Steinlauf AF & Present DH (2004). Medical management of the pregnant patient with inflammatory bowel disease. Gastroenterol Clin North Am, 33(2), 361-385, xi.
Gastroenterologists are not infrequently faced with questions regarding pregnancy when advising or treating their patients with inflammatory bowel disease (IBD). To advise patients effectively, the following factors must be considered: (1) the inheritance patterns of IBD for accurate counseling and family planning; (2) the effects of active IBD versus medications or surgery on fertility; (3) the effects of pregnancy on the course of IBD; (4) the effects and potential risks of active IBD versus those of diagnostic tests, medical treatments, and surgical treatments on the developing fetus; (5) approach to delivery; and (6) the risks of breast-feeding while receiving treatment for IBD.

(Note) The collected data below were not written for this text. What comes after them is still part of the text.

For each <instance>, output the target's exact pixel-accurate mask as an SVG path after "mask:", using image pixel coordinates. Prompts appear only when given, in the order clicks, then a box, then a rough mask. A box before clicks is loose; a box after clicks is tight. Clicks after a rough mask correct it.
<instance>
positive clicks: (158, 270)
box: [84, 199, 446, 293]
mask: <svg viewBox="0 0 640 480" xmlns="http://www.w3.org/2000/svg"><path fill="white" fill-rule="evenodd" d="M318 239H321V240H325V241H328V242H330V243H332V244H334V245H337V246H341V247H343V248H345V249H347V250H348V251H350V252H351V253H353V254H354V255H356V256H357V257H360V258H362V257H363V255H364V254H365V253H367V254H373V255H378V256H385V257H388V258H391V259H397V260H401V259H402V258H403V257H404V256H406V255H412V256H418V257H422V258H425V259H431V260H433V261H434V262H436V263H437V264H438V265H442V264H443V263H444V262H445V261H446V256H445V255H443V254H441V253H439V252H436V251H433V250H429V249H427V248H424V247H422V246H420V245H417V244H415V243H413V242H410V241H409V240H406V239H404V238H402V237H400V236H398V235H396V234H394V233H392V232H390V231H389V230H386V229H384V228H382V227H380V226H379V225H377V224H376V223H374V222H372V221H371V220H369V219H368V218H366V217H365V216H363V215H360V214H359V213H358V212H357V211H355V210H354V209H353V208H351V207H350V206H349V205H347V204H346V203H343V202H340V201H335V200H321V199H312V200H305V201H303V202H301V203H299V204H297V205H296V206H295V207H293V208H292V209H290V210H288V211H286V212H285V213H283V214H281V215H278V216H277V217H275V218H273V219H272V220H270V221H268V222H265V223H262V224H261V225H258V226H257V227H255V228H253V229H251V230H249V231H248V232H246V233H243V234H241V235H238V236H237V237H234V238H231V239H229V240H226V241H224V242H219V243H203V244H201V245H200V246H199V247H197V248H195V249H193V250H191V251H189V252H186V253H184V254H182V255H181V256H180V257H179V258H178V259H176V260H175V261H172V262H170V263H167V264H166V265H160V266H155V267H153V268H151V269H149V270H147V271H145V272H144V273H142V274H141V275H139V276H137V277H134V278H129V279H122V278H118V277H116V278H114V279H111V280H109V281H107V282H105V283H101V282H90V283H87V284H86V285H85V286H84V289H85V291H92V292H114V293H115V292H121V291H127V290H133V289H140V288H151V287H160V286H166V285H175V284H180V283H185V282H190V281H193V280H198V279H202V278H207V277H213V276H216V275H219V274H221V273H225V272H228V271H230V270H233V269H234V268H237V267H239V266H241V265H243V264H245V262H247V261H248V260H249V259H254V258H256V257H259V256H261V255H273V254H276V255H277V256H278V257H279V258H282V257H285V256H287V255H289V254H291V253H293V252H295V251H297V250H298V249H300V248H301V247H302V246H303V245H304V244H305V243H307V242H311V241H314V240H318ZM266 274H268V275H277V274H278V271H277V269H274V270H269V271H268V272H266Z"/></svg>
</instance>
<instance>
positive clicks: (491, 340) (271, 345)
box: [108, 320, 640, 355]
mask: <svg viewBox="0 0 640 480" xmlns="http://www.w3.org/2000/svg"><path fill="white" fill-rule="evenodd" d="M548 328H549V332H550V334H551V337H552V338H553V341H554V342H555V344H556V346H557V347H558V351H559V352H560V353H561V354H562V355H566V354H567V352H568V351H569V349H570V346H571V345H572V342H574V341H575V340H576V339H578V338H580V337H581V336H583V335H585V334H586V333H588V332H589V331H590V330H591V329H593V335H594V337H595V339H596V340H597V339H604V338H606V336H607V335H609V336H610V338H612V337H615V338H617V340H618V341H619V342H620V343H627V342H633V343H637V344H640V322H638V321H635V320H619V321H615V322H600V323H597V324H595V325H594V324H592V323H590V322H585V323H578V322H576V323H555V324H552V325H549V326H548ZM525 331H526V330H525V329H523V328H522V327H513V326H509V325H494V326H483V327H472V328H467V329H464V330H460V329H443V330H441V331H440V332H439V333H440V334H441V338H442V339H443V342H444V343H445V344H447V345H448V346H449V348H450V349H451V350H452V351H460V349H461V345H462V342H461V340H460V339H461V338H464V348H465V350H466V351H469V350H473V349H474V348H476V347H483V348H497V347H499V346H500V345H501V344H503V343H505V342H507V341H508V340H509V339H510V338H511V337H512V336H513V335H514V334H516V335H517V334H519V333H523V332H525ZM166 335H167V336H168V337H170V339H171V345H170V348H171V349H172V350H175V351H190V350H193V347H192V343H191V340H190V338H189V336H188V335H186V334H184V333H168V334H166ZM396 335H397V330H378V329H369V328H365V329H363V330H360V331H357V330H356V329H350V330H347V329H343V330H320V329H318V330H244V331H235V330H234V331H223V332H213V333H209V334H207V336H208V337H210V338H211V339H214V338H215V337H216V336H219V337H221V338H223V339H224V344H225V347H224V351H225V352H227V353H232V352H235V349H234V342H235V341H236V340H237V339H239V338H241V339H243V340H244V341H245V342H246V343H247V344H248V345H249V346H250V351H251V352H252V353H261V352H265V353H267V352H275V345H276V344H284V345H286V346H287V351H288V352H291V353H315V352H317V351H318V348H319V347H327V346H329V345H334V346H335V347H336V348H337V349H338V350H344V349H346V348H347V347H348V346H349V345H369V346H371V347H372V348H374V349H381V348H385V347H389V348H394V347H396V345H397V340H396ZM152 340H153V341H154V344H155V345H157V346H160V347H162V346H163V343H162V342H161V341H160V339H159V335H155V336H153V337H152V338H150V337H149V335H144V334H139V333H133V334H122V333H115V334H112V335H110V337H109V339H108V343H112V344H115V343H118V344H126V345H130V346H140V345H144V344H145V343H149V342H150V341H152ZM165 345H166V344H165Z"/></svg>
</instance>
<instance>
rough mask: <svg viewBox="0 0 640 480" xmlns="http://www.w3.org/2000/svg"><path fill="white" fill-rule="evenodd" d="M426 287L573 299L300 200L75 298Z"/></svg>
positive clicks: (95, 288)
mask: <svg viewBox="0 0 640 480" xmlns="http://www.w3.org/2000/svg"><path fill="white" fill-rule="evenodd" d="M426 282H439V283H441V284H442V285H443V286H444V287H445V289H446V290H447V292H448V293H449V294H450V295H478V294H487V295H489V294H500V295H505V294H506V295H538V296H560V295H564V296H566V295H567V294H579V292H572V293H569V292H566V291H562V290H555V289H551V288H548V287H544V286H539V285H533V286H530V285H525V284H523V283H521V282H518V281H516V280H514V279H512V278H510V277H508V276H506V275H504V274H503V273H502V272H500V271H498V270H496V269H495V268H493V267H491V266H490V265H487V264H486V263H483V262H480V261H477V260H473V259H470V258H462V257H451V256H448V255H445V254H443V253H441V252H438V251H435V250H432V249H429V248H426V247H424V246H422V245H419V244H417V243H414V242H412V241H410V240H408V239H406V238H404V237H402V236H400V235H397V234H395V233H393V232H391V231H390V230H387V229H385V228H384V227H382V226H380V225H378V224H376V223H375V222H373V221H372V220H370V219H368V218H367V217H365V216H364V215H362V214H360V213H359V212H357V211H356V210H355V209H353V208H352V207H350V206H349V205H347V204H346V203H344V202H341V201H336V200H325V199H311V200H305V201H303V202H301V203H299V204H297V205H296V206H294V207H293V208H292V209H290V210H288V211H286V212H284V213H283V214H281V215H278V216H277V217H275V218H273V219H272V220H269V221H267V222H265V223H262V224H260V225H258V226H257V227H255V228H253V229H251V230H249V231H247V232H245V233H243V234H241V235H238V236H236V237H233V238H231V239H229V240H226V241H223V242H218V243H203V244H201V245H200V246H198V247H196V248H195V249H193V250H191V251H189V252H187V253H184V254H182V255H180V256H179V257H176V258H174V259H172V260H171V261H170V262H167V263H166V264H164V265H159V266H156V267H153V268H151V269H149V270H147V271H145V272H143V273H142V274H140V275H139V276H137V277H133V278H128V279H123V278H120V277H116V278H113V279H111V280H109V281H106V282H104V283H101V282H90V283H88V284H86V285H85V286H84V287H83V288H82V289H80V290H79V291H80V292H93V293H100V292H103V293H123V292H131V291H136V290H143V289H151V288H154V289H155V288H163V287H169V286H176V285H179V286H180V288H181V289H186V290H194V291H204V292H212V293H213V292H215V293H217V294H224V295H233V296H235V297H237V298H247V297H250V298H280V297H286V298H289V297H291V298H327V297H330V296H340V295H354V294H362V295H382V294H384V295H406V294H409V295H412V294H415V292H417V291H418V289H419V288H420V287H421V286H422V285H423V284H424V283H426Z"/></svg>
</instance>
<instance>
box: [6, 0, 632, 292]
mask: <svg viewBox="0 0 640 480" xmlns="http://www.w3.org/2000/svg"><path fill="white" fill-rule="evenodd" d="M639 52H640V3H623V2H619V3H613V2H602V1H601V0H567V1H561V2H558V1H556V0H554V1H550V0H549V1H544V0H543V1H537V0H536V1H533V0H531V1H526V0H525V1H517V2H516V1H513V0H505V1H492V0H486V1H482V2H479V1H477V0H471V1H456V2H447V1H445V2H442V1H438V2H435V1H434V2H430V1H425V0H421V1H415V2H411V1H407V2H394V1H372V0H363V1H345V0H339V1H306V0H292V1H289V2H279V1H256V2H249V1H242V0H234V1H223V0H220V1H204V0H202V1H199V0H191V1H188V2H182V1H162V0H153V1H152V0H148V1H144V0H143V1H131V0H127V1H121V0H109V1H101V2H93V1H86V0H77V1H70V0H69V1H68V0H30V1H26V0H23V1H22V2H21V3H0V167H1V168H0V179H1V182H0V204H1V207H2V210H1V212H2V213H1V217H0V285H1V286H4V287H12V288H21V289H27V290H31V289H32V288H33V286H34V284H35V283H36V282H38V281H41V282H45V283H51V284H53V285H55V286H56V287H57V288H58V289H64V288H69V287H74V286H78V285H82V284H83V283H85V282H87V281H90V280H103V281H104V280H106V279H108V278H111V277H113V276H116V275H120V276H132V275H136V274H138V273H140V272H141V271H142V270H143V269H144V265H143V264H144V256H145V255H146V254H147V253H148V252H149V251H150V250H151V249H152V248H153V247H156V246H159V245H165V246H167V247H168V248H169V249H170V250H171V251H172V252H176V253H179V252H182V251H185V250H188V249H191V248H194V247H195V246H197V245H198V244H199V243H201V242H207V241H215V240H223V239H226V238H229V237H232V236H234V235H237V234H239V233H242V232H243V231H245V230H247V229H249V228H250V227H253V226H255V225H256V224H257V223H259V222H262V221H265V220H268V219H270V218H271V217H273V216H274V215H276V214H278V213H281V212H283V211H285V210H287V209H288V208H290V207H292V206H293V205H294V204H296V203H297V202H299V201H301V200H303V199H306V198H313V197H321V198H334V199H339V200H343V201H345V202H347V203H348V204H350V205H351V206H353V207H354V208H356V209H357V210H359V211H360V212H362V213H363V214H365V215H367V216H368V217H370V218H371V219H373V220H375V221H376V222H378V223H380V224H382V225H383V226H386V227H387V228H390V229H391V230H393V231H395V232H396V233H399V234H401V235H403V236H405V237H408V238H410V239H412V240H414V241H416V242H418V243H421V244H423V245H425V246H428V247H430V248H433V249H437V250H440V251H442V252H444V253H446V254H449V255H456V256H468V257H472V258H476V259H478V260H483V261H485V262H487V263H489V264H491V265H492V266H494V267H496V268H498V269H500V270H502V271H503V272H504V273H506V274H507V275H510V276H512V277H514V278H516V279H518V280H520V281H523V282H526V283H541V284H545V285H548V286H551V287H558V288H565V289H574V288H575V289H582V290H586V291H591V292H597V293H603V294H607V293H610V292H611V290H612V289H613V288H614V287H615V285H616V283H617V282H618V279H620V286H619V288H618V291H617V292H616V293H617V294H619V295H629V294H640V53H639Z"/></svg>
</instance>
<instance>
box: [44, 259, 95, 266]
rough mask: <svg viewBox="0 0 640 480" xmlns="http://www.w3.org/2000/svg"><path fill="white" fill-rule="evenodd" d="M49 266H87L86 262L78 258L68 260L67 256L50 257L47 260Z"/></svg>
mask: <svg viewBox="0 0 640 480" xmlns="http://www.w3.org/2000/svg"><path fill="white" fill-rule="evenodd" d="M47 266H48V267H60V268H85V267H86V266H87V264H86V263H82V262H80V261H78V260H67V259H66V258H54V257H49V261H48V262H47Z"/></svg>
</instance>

Friedman S  (2001).Management of inflammatory bowel disease during pregnancy and nursing. Semin Gastrointest Dis, 12(4), 245-252.
The peak age of onset for inflammatory bowel disease (IBD) coincides with the peak age for conception and pregnancy, and gastroenterologists will frequently be called on to treat pregnant IBD patients. The greatest threat to a normal conception and pregnancy is active disease, not active medicine. The majority of IBD medications are safe in pregnancy and nursing and should be used as needed. When in remission, ulcerative colitis and Crohn's disease usually do not affect fertility. Fertility may be impaired, however, by pelvic adhesions and scarring from old operations or disease. Pregnant IBD patients should be followed in a facility where diagnostic tests, such as sigmoidoscopy and ultrasound, and surgery can be performed if necessary.


This one alludes to lactation but no mention is made in the abstract:
Burakoff R, Opper F (1995). Pregnancy and nursing. Gastroenterol Clin North Am, 24(3), 689-698.
The IBD patient should be optimistic about a potential pregnancy. Inactive IBD is not associated with decreased fertility. Inactive IBD does not affect the course of pregnancy; however, IBD has been associated with increased preterm deliveries. Active IBD during pregnancy is associated with increased stillbirths and spontaneous abortions but not with increased congenital abnormalities. Pregnancy does not cause exacerbation of previously quiescent IBD. If the disease is active at conception, it remains active or worsens in approximately two thirds of patients. Corticosteroids, sulfasalazine, and 5-ASA drugs are safe and should be used to maintain or induce remission. Antimetabolites may possibly be proved safe in the future during pregnancy but cannot yet be recommended. Both enteral nutrition and total parenteral nutrition can and should be used safely and effectively during pregnancy. Radiographs are to be used in diagnosis if an emergent condition, such as perforation or toxic megacolon, is suspected. The chance of an offspring developing IBD is about 9% but rises to 34% if both parents have IBD.